The card scans the fingerprint to make sure the proper user's using it, then performs the transaction without the necessity of the company keeping a biometric database somewhere else.

"It's a complete on-card biometric platform," said former International Biometric Group executive Richard Ouaknine. "It's like a mini-microcomputer in your hand, and this way the store doesn't have your financial data, the credit-card company doesn't have your financial data, and if someone were to pick up on the street they would get absolutely no information from it."

Of course, he acknowledged, the user would still have to carry a card around, which would seem to ignore the convenience factor that partly makes a fingerprint scanner so appealing.

But it's the larger implications of Pay By Touch that disturb some critics.

"It's dangerous for people who care about consumer rights," Tien said. "You need to ask, 'Is that the kind of society we want?'"

"In the world where we can live today where I can still buy things with cash, you can still be anonymous and engage in transactions without them being recorded and people knowing about it," he continued. "From a consumer perspective, that's part of what privacy means. ... A lot of what we do in life isn't really anyone else's business, but what [biometric retail identifiers are] doing is creating the infrastructure that makes it easy for that kind of data to be collected."
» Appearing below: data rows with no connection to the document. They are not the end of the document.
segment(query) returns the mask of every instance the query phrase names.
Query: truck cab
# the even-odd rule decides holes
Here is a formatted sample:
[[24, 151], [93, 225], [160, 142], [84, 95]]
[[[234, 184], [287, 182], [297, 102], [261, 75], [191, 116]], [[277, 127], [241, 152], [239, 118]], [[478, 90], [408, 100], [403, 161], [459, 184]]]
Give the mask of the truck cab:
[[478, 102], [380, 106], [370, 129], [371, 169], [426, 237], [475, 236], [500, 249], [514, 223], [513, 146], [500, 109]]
Morris stands by his system, and says that it's ultimately going to prove safer than anything else out there.

"People are very concerned. They know they're doing a lot of things with personal data," he said. "What people understand is that using a unique biometric is so much more secure than anything you do paying by a check or a credit card."

[Correction: Since this story first ran, has learned that High Tech Burrito is no longer a Pay By Touch client.]